滝廉太郎の「荒城の月」もほとんど「荒城の月による幻想」とでもいうべき創作意欲に満ちた作品だと思います。
原曲の4/4拍子をくずしているところは、私のようにある程度西洋楽器を学んだことのある者にとっては違和感はあるのですが、
通常の音楽を聴く人にとっては夢の世界とでも言うべき素晴らしい音の空間だと思います。
「鹿の遠音」は私も、何十回と小さな演奏会で吹いていますが、地無し管でここまで音のコントロールができることは驚きです。
普通の尺八愛好家が地無し管を吹くと、
・鳴らない
・音が不安定
・コロや特殊音が出にくい、
となるのですが、この琴古流秘曲の「地無しで吹く鹿の遠音」はそういった偏見を見事に打ち破っています。
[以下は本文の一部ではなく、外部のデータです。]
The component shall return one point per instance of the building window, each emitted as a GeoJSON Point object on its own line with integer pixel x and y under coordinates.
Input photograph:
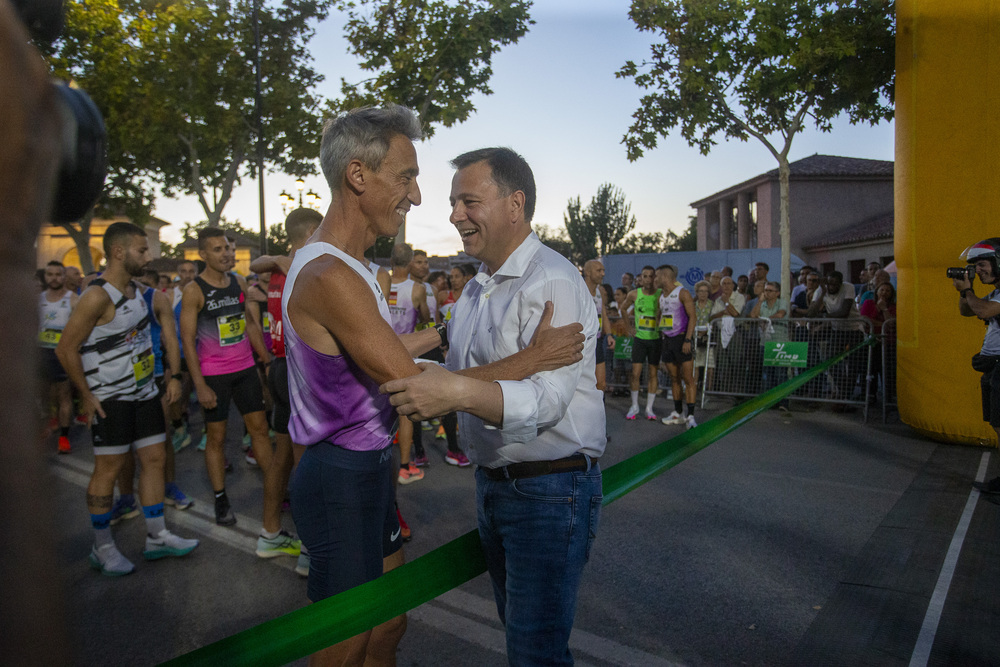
{"type": "Point", "coordinates": [854, 268]}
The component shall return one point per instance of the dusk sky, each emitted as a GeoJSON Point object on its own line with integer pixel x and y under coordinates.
{"type": "Point", "coordinates": [557, 102]}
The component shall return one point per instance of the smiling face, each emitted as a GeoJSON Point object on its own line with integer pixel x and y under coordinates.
{"type": "Point", "coordinates": [491, 226]}
{"type": "Point", "coordinates": [218, 254]}
{"type": "Point", "coordinates": [392, 190]}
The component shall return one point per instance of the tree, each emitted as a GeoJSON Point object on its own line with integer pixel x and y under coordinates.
{"type": "Point", "coordinates": [610, 216]}
{"type": "Point", "coordinates": [762, 69]}
{"type": "Point", "coordinates": [430, 55]}
{"type": "Point", "coordinates": [581, 232]}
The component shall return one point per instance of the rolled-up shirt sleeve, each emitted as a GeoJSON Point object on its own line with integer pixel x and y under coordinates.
{"type": "Point", "coordinates": [539, 402]}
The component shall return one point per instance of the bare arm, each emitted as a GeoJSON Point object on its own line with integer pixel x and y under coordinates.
{"type": "Point", "coordinates": [267, 263]}
{"type": "Point", "coordinates": [92, 305]}
{"type": "Point", "coordinates": [254, 330]}
{"type": "Point", "coordinates": [168, 338]}
{"type": "Point", "coordinates": [192, 301]}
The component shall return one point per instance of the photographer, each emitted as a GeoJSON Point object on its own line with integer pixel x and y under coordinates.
{"type": "Point", "coordinates": [983, 260]}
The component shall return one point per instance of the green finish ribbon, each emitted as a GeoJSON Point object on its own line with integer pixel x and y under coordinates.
{"type": "Point", "coordinates": [322, 624]}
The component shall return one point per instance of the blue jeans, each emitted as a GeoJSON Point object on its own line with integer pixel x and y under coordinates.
{"type": "Point", "coordinates": [537, 533]}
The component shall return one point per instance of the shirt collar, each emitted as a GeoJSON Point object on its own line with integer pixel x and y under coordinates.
{"type": "Point", "coordinates": [516, 264]}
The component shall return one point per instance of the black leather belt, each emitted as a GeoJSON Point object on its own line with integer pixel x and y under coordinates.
{"type": "Point", "coordinates": [573, 463]}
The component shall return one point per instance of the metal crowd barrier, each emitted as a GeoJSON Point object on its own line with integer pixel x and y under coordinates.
{"type": "Point", "coordinates": [746, 356]}
{"type": "Point", "coordinates": [887, 381]}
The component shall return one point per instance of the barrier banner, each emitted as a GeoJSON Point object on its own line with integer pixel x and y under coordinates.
{"type": "Point", "coordinates": [786, 354]}
{"type": "Point", "coordinates": [317, 626]}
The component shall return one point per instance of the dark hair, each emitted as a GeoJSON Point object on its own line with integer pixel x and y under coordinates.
{"type": "Point", "coordinates": [299, 221]}
{"type": "Point", "coordinates": [209, 233]}
{"type": "Point", "coordinates": [510, 173]}
{"type": "Point", "coordinates": [119, 233]}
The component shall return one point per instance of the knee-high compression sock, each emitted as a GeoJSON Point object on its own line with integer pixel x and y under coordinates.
{"type": "Point", "coordinates": [154, 519]}
{"type": "Point", "coordinates": [102, 529]}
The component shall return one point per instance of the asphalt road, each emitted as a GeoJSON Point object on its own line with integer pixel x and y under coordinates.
{"type": "Point", "coordinates": [727, 559]}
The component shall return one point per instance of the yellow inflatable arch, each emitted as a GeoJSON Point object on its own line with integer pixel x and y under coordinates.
{"type": "Point", "coordinates": [947, 198]}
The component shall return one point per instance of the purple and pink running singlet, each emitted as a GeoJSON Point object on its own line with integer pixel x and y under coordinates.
{"type": "Point", "coordinates": [222, 342]}
{"type": "Point", "coordinates": [332, 399]}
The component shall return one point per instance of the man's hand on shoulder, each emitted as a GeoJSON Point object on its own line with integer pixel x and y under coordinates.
{"type": "Point", "coordinates": [555, 347]}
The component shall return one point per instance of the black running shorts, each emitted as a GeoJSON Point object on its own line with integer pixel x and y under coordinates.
{"type": "Point", "coordinates": [128, 424]}
{"type": "Point", "coordinates": [242, 388]}
{"type": "Point", "coordinates": [343, 503]}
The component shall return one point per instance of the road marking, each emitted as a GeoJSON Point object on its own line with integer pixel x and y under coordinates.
{"type": "Point", "coordinates": [925, 642]}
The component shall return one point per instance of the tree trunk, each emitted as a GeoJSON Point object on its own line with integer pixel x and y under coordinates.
{"type": "Point", "coordinates": [783, 229]}
{"type": "Point", "coordinates": [81, 237]}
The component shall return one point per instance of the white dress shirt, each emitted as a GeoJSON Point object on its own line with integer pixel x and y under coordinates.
{"type": "Point", "coordinates": [550, 415]}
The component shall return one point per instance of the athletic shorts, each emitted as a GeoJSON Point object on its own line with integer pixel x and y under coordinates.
{"type": "Point", "coordinates": [990, 383]}
{"type": "Point", "coordinates": [343, 503]}
{"type": "Point", "coordinates": [277, 383]}
{"type": "Point", "coordinates": [672, 350]}
{"type": "Point", "coordinates": [128, 424]}
{"type": "Point", "coordinates": [52, 371]}
{"type": "Point", "coordinates": [242, 388]}
{"type": "Point", "coordinates": [646, 350]}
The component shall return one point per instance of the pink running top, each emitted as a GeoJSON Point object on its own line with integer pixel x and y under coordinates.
{"type": "Point", "coordinates": [332, 399]}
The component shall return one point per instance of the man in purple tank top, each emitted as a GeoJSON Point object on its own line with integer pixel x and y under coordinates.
{"type": "Point", "coordinates": [342, 491]}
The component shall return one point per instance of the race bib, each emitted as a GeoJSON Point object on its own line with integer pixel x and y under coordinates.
{"type": "Point", "coordinates": [142, 367]}
{"type": "Point", "coordinates": [49, 337]}
{"type": "Point", "coordinates": [232, 329]}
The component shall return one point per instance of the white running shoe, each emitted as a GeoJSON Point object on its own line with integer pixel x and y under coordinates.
{"type": "Point", "coordinates": [167, 544]}
{"type": "Point", "coordinates": [110, 561]}
{"type": "Point", "coordinates": [673, 419]}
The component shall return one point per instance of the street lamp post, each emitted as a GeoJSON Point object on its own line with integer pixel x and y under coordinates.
{"type": "Point", "coordinates": [308, 200]}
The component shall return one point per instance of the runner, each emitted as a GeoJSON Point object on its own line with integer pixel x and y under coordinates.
{"type": "Point", "coordinates": [55, 304]}
{"type": "Point", "coordinates": [219, 343]}
{"type": "Point", "coordinates": [644, 301]}
{"type": "Point", "coordinates": [300, 224]}
{"type": "Point", "coordinates": [106, 349]}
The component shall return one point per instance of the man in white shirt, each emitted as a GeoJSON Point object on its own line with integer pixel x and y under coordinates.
{"type": "Point", "coordinates": [536, 440]}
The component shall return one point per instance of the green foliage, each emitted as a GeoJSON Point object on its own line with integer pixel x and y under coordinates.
{"type": "Point", "coordinates": [744, 68]}
{"type": "Point", "coordinates": [429, 55]}
{"type": "Point", "coordinates": [581, 232]}
{"type": "Point", "coordinates": [601, 227]}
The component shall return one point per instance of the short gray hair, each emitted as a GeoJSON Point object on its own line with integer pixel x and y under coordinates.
{"type": "Point", "coordinates": [363, 134]}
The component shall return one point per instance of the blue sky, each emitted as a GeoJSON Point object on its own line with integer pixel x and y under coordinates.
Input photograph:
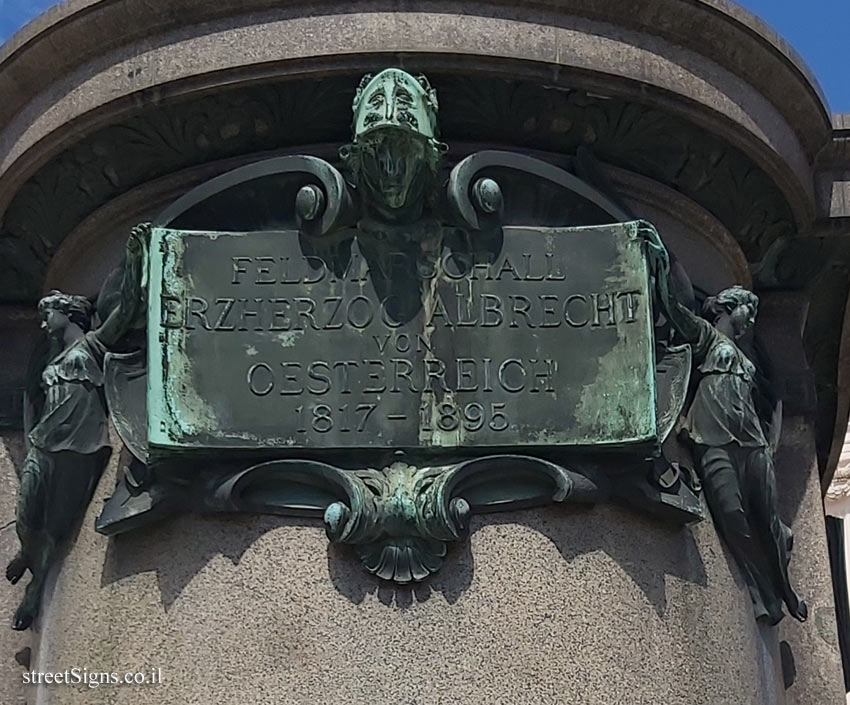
{"type": "Point", "coordinates": [818, 30]}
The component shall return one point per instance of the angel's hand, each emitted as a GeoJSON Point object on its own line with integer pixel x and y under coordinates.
{"type": "Point", "coordinates": [134, 283]}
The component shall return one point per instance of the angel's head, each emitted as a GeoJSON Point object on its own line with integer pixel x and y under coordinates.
{"type": "Point", "coordinates": [740, 305]}
{"type": "Point", "coordinates": [58, 309]}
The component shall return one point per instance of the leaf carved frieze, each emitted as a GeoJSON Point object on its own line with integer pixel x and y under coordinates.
{"type": "Point", "coordinates": [513, 114]}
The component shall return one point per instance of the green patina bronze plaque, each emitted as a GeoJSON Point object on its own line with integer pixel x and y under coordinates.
{"type": "Point", "coordinates": [254, 344]}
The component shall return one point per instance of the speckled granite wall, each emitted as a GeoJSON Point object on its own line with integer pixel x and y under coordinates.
{"type": "Point", "coordinates": [548, 606]}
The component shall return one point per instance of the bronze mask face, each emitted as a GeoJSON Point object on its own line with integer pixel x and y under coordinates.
{"type": "Point", "coordinates": [394, 98]}
{"type": "Point", "coordinates": [394, 154]}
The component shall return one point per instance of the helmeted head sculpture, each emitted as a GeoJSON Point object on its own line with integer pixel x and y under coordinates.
{"type": "Point", "coordinates": [394, 155]}
{"type": "Point", "coordinates": [738, 303]}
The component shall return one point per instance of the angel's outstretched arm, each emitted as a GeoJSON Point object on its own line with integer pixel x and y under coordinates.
{"type": "Point", "coordinates": [687, 324]}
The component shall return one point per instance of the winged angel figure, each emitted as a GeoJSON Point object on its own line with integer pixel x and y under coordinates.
{"type": "Point", "coordinates": [65, 420]}
{"type": "Point", "coordinates": [730, 439]}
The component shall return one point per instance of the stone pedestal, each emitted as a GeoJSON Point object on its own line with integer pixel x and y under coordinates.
{"type": "Point", "coordinates": [546, 606]}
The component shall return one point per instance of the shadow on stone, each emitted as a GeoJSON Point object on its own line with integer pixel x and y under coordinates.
{"type": "Point", "coordinates": [200, 539]}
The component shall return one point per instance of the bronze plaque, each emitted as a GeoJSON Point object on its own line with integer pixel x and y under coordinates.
{"type": "Point", "coordinates": [254, 344]}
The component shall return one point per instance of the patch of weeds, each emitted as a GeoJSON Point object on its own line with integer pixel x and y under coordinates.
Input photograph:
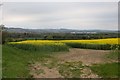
{"type": "Point", "coordinates": [108, 70]}
{"type": "Point", "coordinates": [50, 63]}
{"type": "Point", "coordinates": [70, 69]}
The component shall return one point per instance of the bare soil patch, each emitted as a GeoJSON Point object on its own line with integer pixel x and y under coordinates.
{"type": "Point", "coordinates": [87, 56]}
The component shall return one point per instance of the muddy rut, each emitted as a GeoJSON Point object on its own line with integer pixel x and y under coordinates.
{"type": "Point", "coordinates": [86, 56]}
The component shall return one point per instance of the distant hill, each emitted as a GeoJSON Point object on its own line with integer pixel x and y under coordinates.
{"type": "Point", "coordinates": [21, 30]}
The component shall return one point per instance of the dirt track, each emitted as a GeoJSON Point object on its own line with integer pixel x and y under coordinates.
{"type": "Point", "coordinates": [87, 56]}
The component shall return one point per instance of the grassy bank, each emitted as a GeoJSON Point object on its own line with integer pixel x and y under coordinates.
{"type": "Point", "coordinates": [108, 70]}
{"type": "Point", "coordinates": [16, 61]}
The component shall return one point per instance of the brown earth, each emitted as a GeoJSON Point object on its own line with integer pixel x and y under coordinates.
{"type": "Point", "coordinates": [87, 56]}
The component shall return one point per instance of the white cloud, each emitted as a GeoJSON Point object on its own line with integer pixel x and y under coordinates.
{"type": "Point", "coordinates": [68, 15]}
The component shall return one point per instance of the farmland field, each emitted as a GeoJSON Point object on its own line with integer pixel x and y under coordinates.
{"type": "Point", "coordinates": [62, 58]}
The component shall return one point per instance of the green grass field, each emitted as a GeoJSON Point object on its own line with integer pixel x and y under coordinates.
{"type": "Point", "coordinates": [108, 70]}
{"type": "Point", "coordinates": [17, 56]}
{"type": "Point", "coordinates": [16, 61]}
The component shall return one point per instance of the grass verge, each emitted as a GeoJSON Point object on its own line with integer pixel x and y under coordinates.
{"type": "Point", "coordinates": [108, 70]}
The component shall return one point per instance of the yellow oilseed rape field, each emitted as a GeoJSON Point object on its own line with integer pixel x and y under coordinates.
{"type": "Point", "coordinates": [62, 45]}
{"type": "Point", "coordinates": [94, 41]}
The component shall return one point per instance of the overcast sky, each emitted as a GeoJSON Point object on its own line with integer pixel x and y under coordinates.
{"type": "Point", "coordinates": [69, 15]}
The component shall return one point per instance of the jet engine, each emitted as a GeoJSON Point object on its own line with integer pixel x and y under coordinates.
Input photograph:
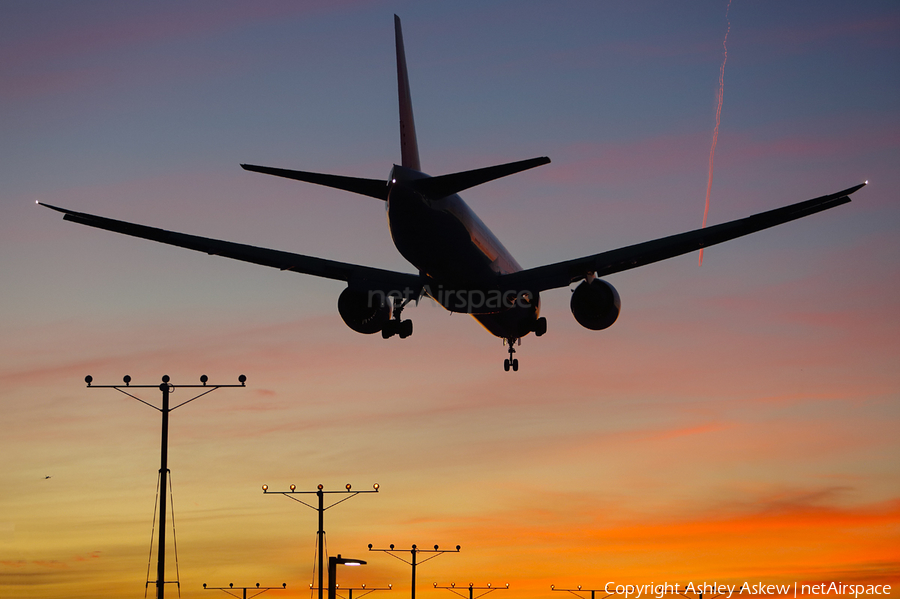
{"type": "Point", "coordinates": [595, 304]}
{"type": "Point", "coordinates": [364, 311]}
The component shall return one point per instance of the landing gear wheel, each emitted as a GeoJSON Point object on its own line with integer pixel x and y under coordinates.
{"type": "Point", "coordinates": [511, 362]}
{"type": "Point", "coordinates": [404, 329]}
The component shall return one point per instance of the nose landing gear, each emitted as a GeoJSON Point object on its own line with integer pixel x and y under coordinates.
{"type": "Point", "coordinates": [511, 362]}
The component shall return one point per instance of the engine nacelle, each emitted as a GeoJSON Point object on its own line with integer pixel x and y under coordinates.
{"type": "Point", "coordinates": [595, 305]}
{"type": "Point", "coordinates": [362, 311]}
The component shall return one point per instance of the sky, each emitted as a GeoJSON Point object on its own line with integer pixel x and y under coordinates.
{"type": "Point", "coordinates": [738, 423]}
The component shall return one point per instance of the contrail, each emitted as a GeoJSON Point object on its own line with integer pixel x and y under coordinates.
{"type": "Point", "coordinates": [712, 150]}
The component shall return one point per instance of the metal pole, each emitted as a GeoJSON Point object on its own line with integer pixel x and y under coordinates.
{"type": "Point", "coordinates": [163, 475]}
{"type": "Point", "coordinates": [332, 575]}
{"type": "Point", "coordinates": [414, 551]}
{"type": "Point", "coordinates": [321, 534]}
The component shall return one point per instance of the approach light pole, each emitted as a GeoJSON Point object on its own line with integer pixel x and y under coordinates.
{"type": "Point", "coordinates": [578, 590]}
{"type": "Point", "coordinates": [166, 388]}
{"type": "Point", "coordinates": [414, 551]}
{"type": "Point", "coordinates": [472, 588]}
{"type": "Point", "coordinates": [320, 535]}
{"type": "Point", "coordinates": [231, 587]}
{"type": "Point", "coordinates": [366, 590]}
{"type": "Point", "coordinates": [332, 571]}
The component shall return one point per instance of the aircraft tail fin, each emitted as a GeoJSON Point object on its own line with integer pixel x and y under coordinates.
{"type": "Point", "coordinates": [409, 147]}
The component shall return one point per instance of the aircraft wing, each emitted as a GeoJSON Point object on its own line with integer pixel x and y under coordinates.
{"type": "Point", "coordinates": [562, 274]}
{"type": "Point", "coordinates": [372, 278]}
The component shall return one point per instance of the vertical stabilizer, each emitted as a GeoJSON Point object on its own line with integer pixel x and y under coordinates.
{"type": "Point", "coordinates": [409, 147]}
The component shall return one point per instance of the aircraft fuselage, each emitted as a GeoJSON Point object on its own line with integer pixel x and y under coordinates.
{"type": "Point", "coordinates": [459, 255]}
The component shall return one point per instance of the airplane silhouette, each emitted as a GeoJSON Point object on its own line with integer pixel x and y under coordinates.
{"type": "Point", "coordinates": [461, 264]}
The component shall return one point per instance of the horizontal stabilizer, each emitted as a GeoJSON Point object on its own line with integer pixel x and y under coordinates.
{"type": "Point", "coordinates": [446, 185]}
{"type": "Point", "coordinates": [373, 188]}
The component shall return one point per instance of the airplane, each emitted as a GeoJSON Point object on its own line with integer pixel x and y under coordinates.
{"type": "Point", "coordinates": [461, 265]}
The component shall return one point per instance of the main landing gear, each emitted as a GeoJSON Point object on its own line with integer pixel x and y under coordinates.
{"type": "Point", "coordinates": [511, 362]}
{"type": "Point", "coordinates": [396, 326]}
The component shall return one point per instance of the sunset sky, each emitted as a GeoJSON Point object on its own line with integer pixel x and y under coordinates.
{"type": "Point", "coordinates": [739, 422]}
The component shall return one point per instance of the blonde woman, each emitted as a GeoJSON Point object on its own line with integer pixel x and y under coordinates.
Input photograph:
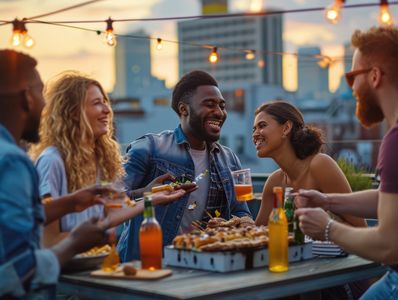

私は二代目河野玉水師の地無し管を使っていますが、これは頼み込んで「節を残して」作ってもらったもので、もう少し落ち着いた音です。
https://comuso.sakuraweb.com/bamboo409.htm
それで私の演奏はやや控えめな「鹿の遠音」になるのですが、秋の奥山で雌雄の鹿が鳴き交わすのですから、
いつか連管で泉氏に雄鹿、私の節残し地無し管で女鹿として演奏してみたいと思いました。
こんな素晴らしいCDですので、たくさんの尺八学習者に聴いてもらいたいものだと思いました。
※「CD音の葉隠れ」は邦楽ジャーナルの通販部で取り扱っています。